I have several devices in the LAN side so I use the tcp syntax in the title because IIUC, “default” can’t make better when it comes to remote connections.
If I switch to quic, do I have to change my pc firewalls & gateway settings from TCP to UDP (no upnp here)?
Also, when switched to quic, is UDP 21027 still useful for LAN broadcasts or are they done over the quic/UDP port, and should “Local discovery” setting remain enabled if we wanted it before?
Do remote devices in the clusters need quic too to connect to us?
Can I use this syntax for fallback: quic://:port,tcp://:port,dynamic+https://relays.syncthing.net/endpoint?

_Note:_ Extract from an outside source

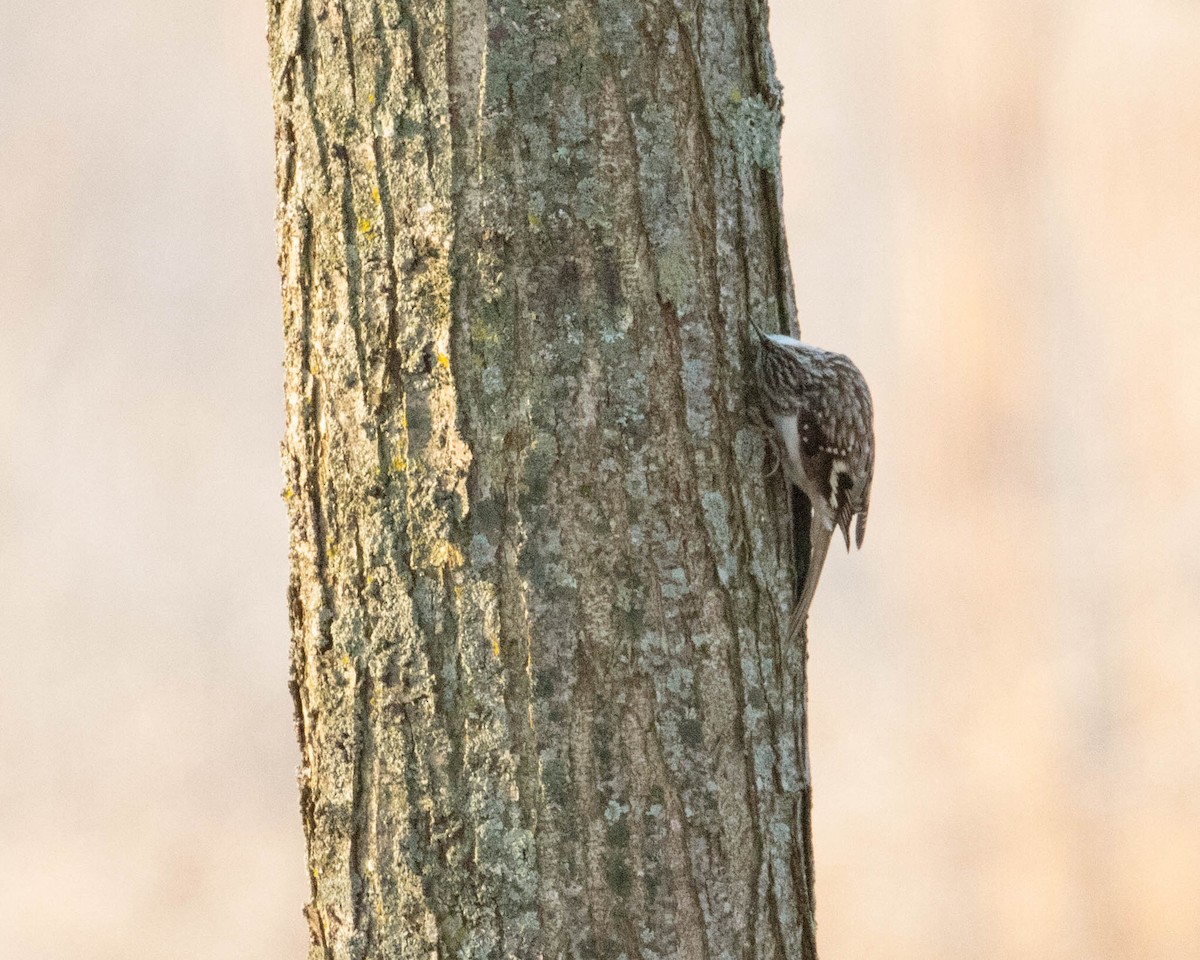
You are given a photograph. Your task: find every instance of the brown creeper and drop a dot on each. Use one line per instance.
(821, 409)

Is a whitespace required after each comma?
This is not for LAN I’d like to change, it is for WAN for better connectivity to devices that are yet set to default. My questions about LAN (21027) are only there additionally to anticipate.
quic is enabled by default, you don’t need to change listening/devices settings.

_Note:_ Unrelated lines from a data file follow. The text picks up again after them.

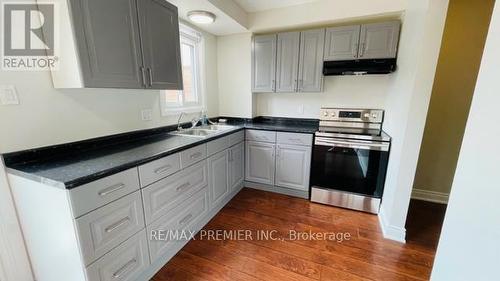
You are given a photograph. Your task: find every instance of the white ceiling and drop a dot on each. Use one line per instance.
(223, 25)
(262, 5)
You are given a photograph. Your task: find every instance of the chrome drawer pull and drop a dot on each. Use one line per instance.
(116, 225)
(185, 219)
(124, 268)
(196, 155)
(111, 189)
(163, 169)
(183, 186)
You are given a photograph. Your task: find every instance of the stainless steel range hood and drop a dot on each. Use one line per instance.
(359, 67)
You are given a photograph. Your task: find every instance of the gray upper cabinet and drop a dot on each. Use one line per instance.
(159, 27)
(264, 63)
(379, 40)
(287, 61)
(342, 43)
(107, 37)
(119, 44)
(310, 77)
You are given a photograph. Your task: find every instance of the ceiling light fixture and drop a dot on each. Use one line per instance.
(202, 17)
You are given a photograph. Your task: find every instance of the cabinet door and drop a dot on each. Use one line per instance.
(236, 165)
(379, 40)
(293, 165)
(342, 43)
(259, 162)
(160, 44)
(312, 44)
(287, 61)
(264, 63)
(107, 36)
(218, 172)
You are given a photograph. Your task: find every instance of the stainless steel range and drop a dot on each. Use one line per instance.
(350, 159)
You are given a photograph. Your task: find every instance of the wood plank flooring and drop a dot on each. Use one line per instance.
(365, 256)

As to the firewall: If I understand correctly, you shouldn’t need to change anything, as quic should work also in the presence of a firewall (assuming it allows outgoing connections, which is usually the case). @AudriusButkevicius : Please correct me if wrong.
You definitely shouldn’t disable local discovery or anything else, because as I said tcp connections (e.g. everything on your lan) are still the way to go. That also applies to WAN: If you control your firewalls/routers, you should enable port forwards (or upnp) to get a tcp connection.
The point is I can’t use default (IIUC, see OP: more than 1 device on LAN side).
Maybe we’d need a separate setting only for the port, e.g default,port=22001
Do you mean this is state of the art to open a port for both tcp and udp even when the documentation clearly states only one is used? Sorry if this is a silly question but I’m far from being an expert.